Re-evaluation of human risks

EFSA completed a full risk assessment of BPA in 2006 and set a limit of 0.05 mg/kg body weight per day that could be ingested daily over a lifetime without appreciable risk (Tolerable Daily Intake – TDI). It evaluated intakes of BPA through food and drink, for adults, infants and children and found that they were all well below the TDI.

EFSA has updated its scientific advice on BPA several times since 2006, most recently updating its risk assessment in 2011, reaching similar conclusions.

In February 2012, following further consideration of new scientific studies, EFSA decided to undertake a full re-evaluation of the human risks associated with exposure to BPA through the diet, also taking into consideration the contribution of non-dietary sources to the overall exposure to BPA. The new opinion will review all the available data and scientific studies on dietary exposure published since EFSA’s 2006 Opinion.
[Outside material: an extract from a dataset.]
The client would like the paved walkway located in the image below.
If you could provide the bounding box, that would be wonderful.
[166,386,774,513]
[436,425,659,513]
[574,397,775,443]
The Panel will further evaluate uncertainties about the possible relevance to human health of some BPA-related effects observed in rodents at low dose levels.

FDA is also continuing to consider the low dose toxicity studies of BPA as well as other recent peer-reviewed studies related to BPA. At this stage, FDA has stated its current perspective on BPA, its support for further studies, its establishment of a public docket for its assessment of BPA use in food contact applications. FDA has issued interim public health recommendations, including its view of the appropriate regulatory framework for BPA use in food contact applications. It is expressing the wish to pursue the issue in collaboration with international partners.